Still, the new reports don’t confirm that baby boys perform mental rotation tasks better than baby girls do, comments psychologist Susan Levine of the University of Chicago. That’s because both studies first familiarized babies with a block arrangement oriented at specific angles but then presented it from a new angle for comparison with its mirror image, a process that may mask baby girls’ spatial insights.
By 3 months of age, girls — but not boys — may notice changes in a block arrangement’s angle, Levine proposes. If so, girls would regard both a newly oriented block arrangement and its mirror image as novel, spending roughly equal amounts of time looking at both. Scientists have yet to address this possibility, she says.
If infant boys don’t notice angle shifts, they would spend most of the time looking at novel mirror images, Levine suggests. Baby boys would thus falsely appear to be better than baby girls at mental rotation.
“Even if there is an early advantage in favor of males, there is ample research showing that mental rotation skill is malleable,” Levine says. Preschool activities such as block building, assembling jigsaw puzzles and playing certain video games have been linked to stronger mental rotation skill.

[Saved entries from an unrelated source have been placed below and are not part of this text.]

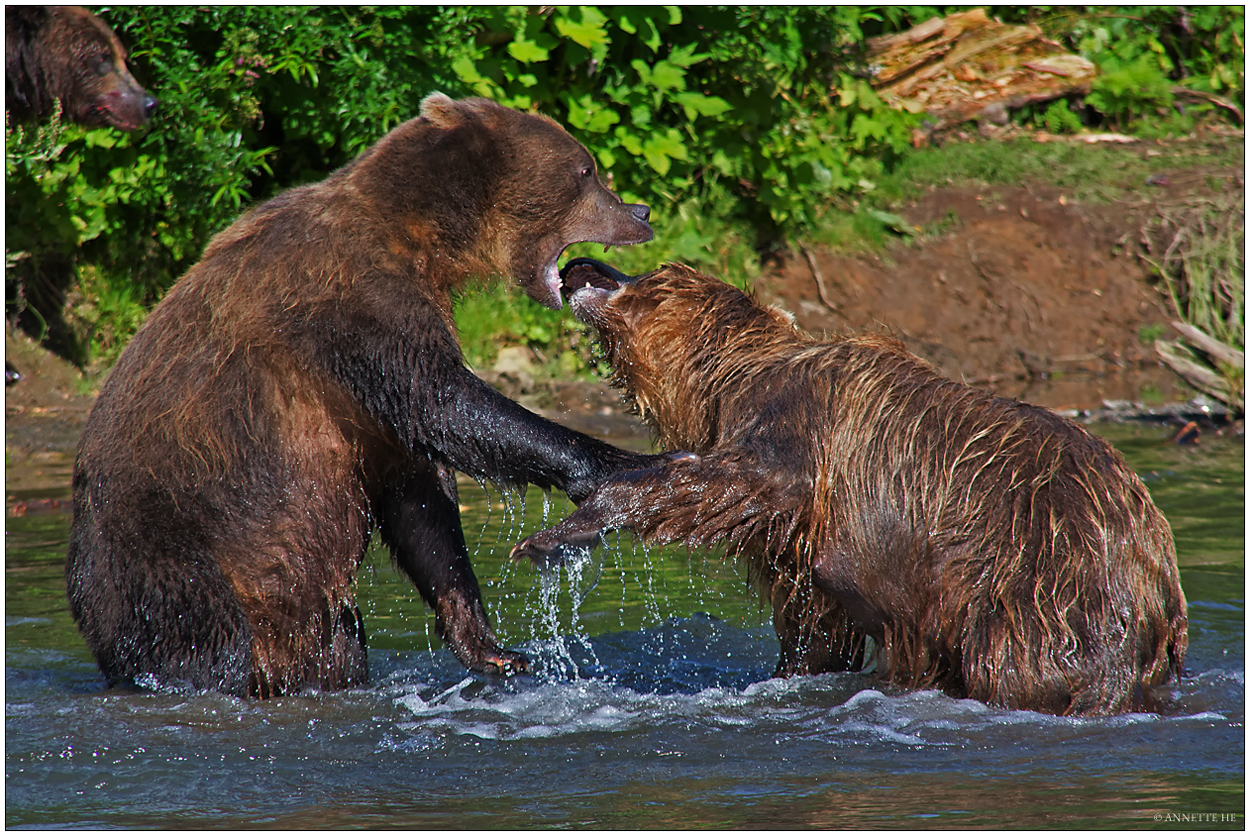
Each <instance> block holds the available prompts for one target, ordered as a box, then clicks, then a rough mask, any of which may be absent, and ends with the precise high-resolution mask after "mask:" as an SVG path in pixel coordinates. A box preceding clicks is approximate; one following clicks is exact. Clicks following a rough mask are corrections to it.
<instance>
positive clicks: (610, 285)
mask: <svg viewBox="0 0 1250 836" xmlns="http://www.w3.org/2000/svg"><path fill="white" fill-rule="evenodd" d="M560 277H561V280H562V281H564V286H562V287H561V289H560V290H561V292H562V294H564V295H565V296H571V295H572V292H574V291H575V290H581V289H582V287H599V289H600V290H616V289H617V287H620V285H617V284H616V282H615V281H612V279H611V277H610V276H606V275H604V274H602V272H601V271H599V270H595V267H592V266H591V265H589V264H575V265H572V266H570V267H566V269H565V271H564V274H562V275H561V276H560Z"/></svg>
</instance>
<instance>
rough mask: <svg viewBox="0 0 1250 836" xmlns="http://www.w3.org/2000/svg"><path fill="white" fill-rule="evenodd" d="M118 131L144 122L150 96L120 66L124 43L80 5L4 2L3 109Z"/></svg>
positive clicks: (143, 122)
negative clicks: (9, 5)
mask: <svg viewBox="0 0 1250 836" xmlns="http://www.w3.org/2000/svg"><path fill="white" fill-rule="evenodd" d="M58 100H60V102H61V114H63V116H64V119H66V120H68V121H73V122H79V124H81V125H113V126H114V127H120V129H121V130H125V131H133V130H138V129H139V127H143V126H144V125H146V124H148V122H149V120H150V119H151V115H153V111H154V110H156V99H154V97H153V96H151V95H149V94H148V91H146V90H144V89H143V87H141V86H140V85H139V82H138V81H135V79H134V76H133V75H130V70H128V69H126V50H125V47H123V46H121V41H119V40H118V36H116V35H114V34H113V30H111V29H109V27H108V26H106V25H105V24H104V21H103V20H100V19H99V17H96V16H95V15H93V14H91V12H89V11H88V10H86V9H83V7H81V6H5V110H8V111H9V114H10V115H11V116H12V117H14V119H27V117H41V116H47V115H50V114H51V112H53V109H54V106H55V102H56V101H58Z"/></svg>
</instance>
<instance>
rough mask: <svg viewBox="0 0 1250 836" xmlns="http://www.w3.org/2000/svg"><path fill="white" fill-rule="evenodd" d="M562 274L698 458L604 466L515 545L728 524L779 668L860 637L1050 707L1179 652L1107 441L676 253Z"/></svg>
mask: <svg viewBox="0 0 1250 836" xmlns="http://www.w3.org/2000/svg"><path fill="white" fill-rule="evenodd" d="M565 286H566V292H571V301H570V306H571V307H572V311H574V314H575V315H576V316H577V317H579V319H581V320H582V321H585V322H587V324H590V325H592V326H595V329H596V330H597V331H599V334H600V336H601V337H602V342H604V346H605V349H606V354H607V360H609V362H610V364H611V366H612V370H614V371H615V376H616V382H617V384H619V385H620V386H621V387H622V389H624V391H625V394H626V396H627V397H630V399H632V401H634V402H635V404H636V406H637V410H639V412H640V414H641V415H642V417H644V419H645V420H647V421H649V422H650V424H651V425H652V426H654V427H655V429H656V430H657V434H659V437H660V440H661V441H662V444H665V445H670V446H674V447H684V449H687V450H690V451H691V452H694V454H697V457H695V459H690V460H671V461H669V462H665V464H662V465H660V466H656V467H654V469H650V470H647V471H642V472H635V474H620V475H617V476H614V477H612V479H611V480H609V481H607V482H605V484H604V485H602V486H601V487H600V489H599V490H597V491H596V492H595V494H594V495H591V496H590V499H589V500H586V501H585V502H584V504H582V505H581V507H579V509H577V511H576V512H575V514H572V515H571V516H570V517H569V519H566V520H565V521H562V522H560V524H559V525H556V526H555V527H552V529H550V530H547V531H541V532H539V534H535V535H532V536H531V537H529V539H526V540H525V541H522V542H521V544H519V545H517V547H516V549H515V550H514V555H515V556H517V557H522V556H529V557H531V559H534V560H544V559H547V557H550V556H552V555H557V554H559V552H560V550H561V546H565V545H572V546H580V547H585V546H591V545H594V544H595V542H597V541H599V537H600V535H601V532H604V531H605V530H610V529H627V530H632V531H635V532H636V534H637V535H639V536H641V537H642V539H644V540H645V541H649V542H675V541H681V542H686V544H690V545H710V544H712V542H717V541H724V542H726V544H727V546H729V551H730V552H731V554H735V555H739V556H741V557H744V559H746V560H747V561H749V566H750V570H751V575H752V579H754V580H755V582H756V584H758V585H759V586H760V587H761V591H763V594H764V596H765V599H766V600H769V601H770V602H771V604H773V607H774V622H775V626H776V631H778V635H779V637H780V640H781V660H780V664H779V665H778V675H790V674H809V672H810V674H816V672H821V671H838V670H856V669H859V667H861V666H863V661H864V655H865V636H871V637H873V640H874V642H875V645H876V647H878V659H876V661H878V674H879V675H881V676H883V677H884V679H886V680H888V681H891V682H894V684H899V685H904V686H910V687H920V686H938V687H944V689H945V690H948V691H949V692H951V694H954V695H958V696H966V697H973V699H975V700H981V701H984V702H989V704H994V705H1001V706H1006V707H1013V709H1031V710H1036V711H1045V712H1051V714H1060V715H1068V714H1111V712H1123V711H1129V710H1131V709H1134V707H1138V706H1143V705H1146V704H1148V697H1149V692H1148V691H1149V687H1150V686H1154V685H1159V684H1163V682H1166V681H1168V680H1169V679H1170V677H1171V676H1175V675H1179V672H1180V666H1181V661H1183V659H1184V655H1185V647H1186V642H1188V637H1186V625H1188V620H1186V615H1185V611H1186V610H1185V596H1184V595H1183V592H1181V587H1180V579H1179V572H1178V570H1176V556H1175V550H1174V546H1173V539H1171V531H1170V529H1169V527H1168V522H1166V521H1165V520H1164V517H1163V515H1160V512H1159V510H1158V509H1156V507H1155V505H1154V504H1153V502H1151V501H1150V496H1149V495H1148V494H1146V490H1145V487H1144V486H1143V485H1141V481H1140V480H1139V479H1138V477H1136V476H1135V475H1134V474H1133V471H1131V470H1130V469H1129V467H1128V466H1126V465H1125V462H1124V460H1123V459H1121V457H1120V456H1119V455H1118V454H1116V452H1115V451H1114V450H1113V449H1111V447H1110V446H1109V445H1108V444H1106V442H1104V441H1101V440H1099V439H1095V437H1094V436H1091V435H1089V434H1088V432H1086V431H1085V430H1083V429H1081V427H1079V426H1076V425H1075V424H1073V422H1070V421H1066V420H1064V419H1061V417H1059V416H1058V415H1055V414H1053V412H1049V411H1046V410H1044V409H1039V407H1035V406H1028V405H1025V404H1020V402H1015V401H1005V400H1000V399H996V397H994V396H991V395H989V394H986V392H983V391H978V390H975V389H970V387H968V386H964V385H960V384H955V382H951V381H949V380H945V379H944V377H941V376H940V375H938V374H936V372H935V371H934V370H933V369H931V367H930V366H928V365H926V364H924V362H923V361H920V360H918V359H916V357H914V356H911V355H909V354H908V352H905V351H904V350H903V346H901V345H899V344H898V342H895V341H893V340H888V339H881V337H859V339H843V340H831V341H823V340H816V339H813V337H810V336H808V335H805V334H801V332H800V331H798V330H796V329H795V327H794V326H793V325H791V324H790V321H789V320H788V319H786V317H785V316H783V315H781V314H779V312H776V311H774V310H770V309H766V307H763V306H760V305H758V304H756V302H755V301H754V300H752V299H750V297H749V296H747V295H746V294H742V292H741V291H739V290H737V289H735V287H732V286H730V285H726V284H722V282H720V281H716V280H715V279H710V277H707V276H702V275H699V274H696V272H695V271H692V270H690V269H689V267H682V266H676V265H669V266H665V267H662V269H660V270H657V271H655V272H651V274H647V275H645V276H641V277H639V279H636V280H634V279H627V277H625V276H622V275H620V274H619V272H616V271H615V270H612V269H611V267H609V266H607V265H604V264H601V262H597V261H592V260H589V259H577V260H574V261H571V262H570V264H569V265H566V267H565Z"/></svg>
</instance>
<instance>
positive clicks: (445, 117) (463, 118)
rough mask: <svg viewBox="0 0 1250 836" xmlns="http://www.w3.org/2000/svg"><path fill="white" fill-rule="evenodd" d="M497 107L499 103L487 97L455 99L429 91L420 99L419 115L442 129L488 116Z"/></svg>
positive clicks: (440, 93)
mask: <svg viewBox="0 0 1250 836" xmlns="http://www.w3.org/2000/svg"><path fill="white" fill-rule="evenodd" d="M499 109H500V107H499V105H496V104H495V102H492V101H490V100H489V99H460V100H459V101H456V100H455V99H451V97H450V96H447V95H446V94H442V92H431V94H430V95H427V96H426V97H425V99H422V100H421V116H424V117H425V119H427V120H430V122H432V124H434V125H436V126H439V127H442V129H451V127H456V126H457V125H462V124H464V122H465V121H469V120H472V119H480V117H484V116H487V115H489V114H491V112H495V111H497V110H499Z"/></svg>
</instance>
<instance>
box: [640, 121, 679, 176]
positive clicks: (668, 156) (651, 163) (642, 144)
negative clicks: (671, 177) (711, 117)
mask: <svg viewBox="0 0 1250 836" xmlns="http://www.w3.org/2000/svg"><path fill="white" fill-rule="evenodd" d="M642 156H644V157H645V159H646V161H647V164H649V165H650V166H651V167H652V169H655V171H656V174H659V175H660V176H661V177H662V176H664V175H666V174H667V172H669V169H670V167H671V162H670V160H685V159H687V155H686V146H685V144H684V142H682V141H681V136H680V135H679V134H677V132H676V131H675V130H672V129H669V131H666V132H665V134H662V135H659V136H651V137H649V139H647V140H646V141H645V142H642Z"/></svg>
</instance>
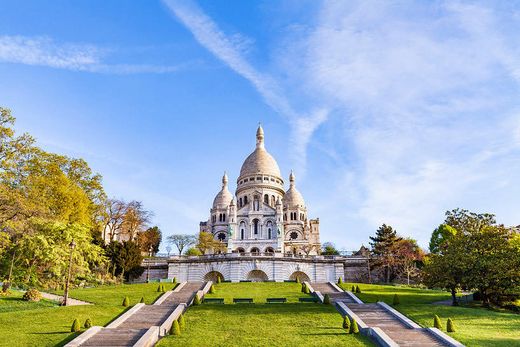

In 2005, Levine reported that second- and third-graders from poor families, who receive little or no exposure to such activities, show no sex difference in the ability to mentally rotate an object.
Some parents play with their children and babies in ways that promote spatial thinking, such as naming the shapes of toys and guiding a child’s hand to rotate a toy, notes Penn State’s Liben. It’s not known whether parents target such behavior at boys, she says.
Researchers have yet to show that early proficiency on mental rotation tasks translates into an aptitude for spatially challenging subjects such as geometry, geography and science, Levine cautions.
Moore and Johnson showed 20 boys and 20 girls, all 5 months old, videos of a block arrangement rotating back and forth through a 240° angle. Each child sat in his or her mother’s lap as the mother kept her eyes closed. After tiring of looking at this image, infants saw alternating videos of the original block arrangement or its mirror image rotating through a 120° angle.
Video records of infants’ gaze and head movements revealed that 14 boys, or 70 percent of them, preferred looking at mirror images, compared with 9 girls, or 45 percent of them.
Quinn and Liben showed 12 boys and 12 girls, all 3 to 4 months old, a series of images of either a black number 1 or its mirror image, each drawn to appear three-dimensional and situated at a different degree of rotation. Each baby then saw presentations of both the number 1 and its mirror image in a new degree of rotation.
In the latter trials, 11 boys preferred looking at the image that they hadn’t seen before, compared with 5 girls.
It may be possible to study mental rotation in babies within the first few days after birth, Quinn says.